In a way, then, the use of minimal program size to define complexity seems perfect—a fitting apogee for Shannon information theory. In another way it remains deeply unsatisfying. This is particularly so when turning to the big questions—one might say, the human questions—of art, of biology, of intelligence.
According to this measure, a million zer
oes and a million coin tosses lie at opposite ends of the spectrum. The empty string is as simple as can be; the random string is maximally complex. The zeroes convey no information; coin tosses produce the most information possible. Yet these extremes have something in common. They are dull. They have no value. If either one were a message from another galaxy, we would attribute no intelligence to the sender. If they were music, they would be equally worthless.
Everything we care about lies somewhere in the middle, where pattern and randomness interlace.
Chaitin and a colleague, Charles H. Bennett, sometimes discussed these matters at IBM’s research center in Yorktown Heights, New York. Over a period of years, Bennett developed a new measure of value, which he called “logical depth.” Bennett’s idea of depth is connected to complexity but orthogonal to it. It is meant to capture the usefulness of a message, whatever usefulness might mean in any particular domain. “From the earliest days of information theory it has been appreciated that information per se is not a good measure of message value,”♦ he wrote, finally publishing his scheme in 1988.
A typical sequence of coin tosses has high information content but little value; an ephemeris, giving the positions of the moon and planets every day for a hundred years, has no more information than the equations of motion and initial conditions from which it was calculated, but saves its owner the effort of recalculating these positions.
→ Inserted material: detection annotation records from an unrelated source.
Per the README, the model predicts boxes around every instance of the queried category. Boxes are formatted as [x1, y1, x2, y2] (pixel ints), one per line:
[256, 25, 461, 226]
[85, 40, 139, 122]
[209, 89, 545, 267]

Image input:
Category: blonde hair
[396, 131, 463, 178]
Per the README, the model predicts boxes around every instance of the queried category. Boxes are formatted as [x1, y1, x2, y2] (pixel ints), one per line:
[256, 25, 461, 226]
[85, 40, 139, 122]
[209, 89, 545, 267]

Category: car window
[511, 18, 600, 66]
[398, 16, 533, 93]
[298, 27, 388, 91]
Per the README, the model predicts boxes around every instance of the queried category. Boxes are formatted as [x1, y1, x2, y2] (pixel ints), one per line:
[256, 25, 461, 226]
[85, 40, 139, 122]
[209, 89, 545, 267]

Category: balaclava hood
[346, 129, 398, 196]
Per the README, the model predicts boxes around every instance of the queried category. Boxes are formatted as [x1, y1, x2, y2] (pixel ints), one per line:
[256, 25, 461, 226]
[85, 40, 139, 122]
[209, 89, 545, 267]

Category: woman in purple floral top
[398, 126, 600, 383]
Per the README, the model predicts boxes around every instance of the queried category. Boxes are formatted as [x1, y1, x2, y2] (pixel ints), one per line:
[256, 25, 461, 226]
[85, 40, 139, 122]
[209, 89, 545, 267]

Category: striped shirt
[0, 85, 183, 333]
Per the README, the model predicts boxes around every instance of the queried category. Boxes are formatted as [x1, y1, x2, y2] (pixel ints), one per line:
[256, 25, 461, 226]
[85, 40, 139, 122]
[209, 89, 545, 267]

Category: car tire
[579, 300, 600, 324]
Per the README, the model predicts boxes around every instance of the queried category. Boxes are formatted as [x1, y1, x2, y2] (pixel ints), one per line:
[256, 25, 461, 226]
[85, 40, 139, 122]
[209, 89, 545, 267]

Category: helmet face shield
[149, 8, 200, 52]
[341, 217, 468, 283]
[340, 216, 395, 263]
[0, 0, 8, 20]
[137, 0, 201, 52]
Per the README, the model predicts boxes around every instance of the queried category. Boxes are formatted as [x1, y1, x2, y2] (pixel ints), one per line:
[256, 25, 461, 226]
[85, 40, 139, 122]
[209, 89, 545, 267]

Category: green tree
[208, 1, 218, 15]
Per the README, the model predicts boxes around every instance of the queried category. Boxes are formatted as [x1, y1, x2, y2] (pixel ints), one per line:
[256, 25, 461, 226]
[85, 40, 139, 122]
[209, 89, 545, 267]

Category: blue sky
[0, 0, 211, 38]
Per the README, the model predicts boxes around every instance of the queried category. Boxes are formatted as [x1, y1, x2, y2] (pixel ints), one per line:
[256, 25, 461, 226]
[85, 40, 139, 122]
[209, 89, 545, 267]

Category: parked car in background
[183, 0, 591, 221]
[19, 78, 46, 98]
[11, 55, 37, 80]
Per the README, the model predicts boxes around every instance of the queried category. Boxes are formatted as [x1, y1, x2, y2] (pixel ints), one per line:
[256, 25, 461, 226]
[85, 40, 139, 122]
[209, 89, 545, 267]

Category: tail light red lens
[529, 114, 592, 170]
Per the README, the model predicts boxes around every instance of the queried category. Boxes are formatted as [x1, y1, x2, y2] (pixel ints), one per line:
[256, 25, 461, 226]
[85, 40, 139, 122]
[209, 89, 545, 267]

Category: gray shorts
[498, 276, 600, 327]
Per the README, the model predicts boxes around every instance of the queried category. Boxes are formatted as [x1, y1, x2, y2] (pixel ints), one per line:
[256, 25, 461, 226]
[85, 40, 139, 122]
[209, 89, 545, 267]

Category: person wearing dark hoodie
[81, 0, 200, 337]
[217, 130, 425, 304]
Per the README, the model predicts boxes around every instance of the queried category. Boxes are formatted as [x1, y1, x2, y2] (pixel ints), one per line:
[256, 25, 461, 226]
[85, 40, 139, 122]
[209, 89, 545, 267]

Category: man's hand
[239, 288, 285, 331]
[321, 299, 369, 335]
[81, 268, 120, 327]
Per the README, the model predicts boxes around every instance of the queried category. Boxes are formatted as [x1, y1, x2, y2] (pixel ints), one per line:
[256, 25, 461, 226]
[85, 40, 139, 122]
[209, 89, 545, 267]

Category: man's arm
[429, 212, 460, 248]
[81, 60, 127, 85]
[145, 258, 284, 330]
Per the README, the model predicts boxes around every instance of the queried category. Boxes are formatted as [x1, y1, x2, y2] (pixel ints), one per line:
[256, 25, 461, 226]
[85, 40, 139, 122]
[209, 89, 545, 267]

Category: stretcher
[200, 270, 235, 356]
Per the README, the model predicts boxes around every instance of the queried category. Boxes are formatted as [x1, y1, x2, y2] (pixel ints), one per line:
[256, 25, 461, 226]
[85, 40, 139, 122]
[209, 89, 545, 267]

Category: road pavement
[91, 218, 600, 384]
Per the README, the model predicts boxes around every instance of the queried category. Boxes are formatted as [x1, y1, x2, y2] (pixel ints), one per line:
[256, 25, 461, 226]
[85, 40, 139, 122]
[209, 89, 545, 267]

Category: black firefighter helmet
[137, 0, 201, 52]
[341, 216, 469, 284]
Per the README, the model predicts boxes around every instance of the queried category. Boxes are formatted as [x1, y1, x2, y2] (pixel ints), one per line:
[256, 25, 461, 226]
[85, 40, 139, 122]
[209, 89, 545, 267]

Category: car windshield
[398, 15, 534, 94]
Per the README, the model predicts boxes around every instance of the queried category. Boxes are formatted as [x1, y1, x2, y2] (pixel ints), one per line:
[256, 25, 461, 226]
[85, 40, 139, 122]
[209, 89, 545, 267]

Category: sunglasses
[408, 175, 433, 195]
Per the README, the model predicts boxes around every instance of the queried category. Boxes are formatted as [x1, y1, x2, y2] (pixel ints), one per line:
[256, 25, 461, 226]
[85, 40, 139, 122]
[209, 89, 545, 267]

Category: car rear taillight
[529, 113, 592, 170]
The amount of work it takes to compute something had been mostly disregarded—set aside—in all the theorizing based on Turing machines, which work, after all, so ploddingly. Bennett brought it back. There is no logical depth in the parts of a message that are sheer randomness and unpredictability, nor is there logical depth in obvious redundancy—plain repetition and copying. Rather, he proposed, the value of a message lies in “what might be called its buried redundancy—parts predictable only with difficulty, things the receiver could in principle have figured out without being told, but only at considerable cost in money, time, or computation.” When we value an object’s complexity, or its information content, we are sensing a lengthy hidden computation. This might be true of music or a poem or a scientific theory or a crossword puzzle, which gives its solver pleasure when it is neither too cryptic nor too shallow, but somewhere in between.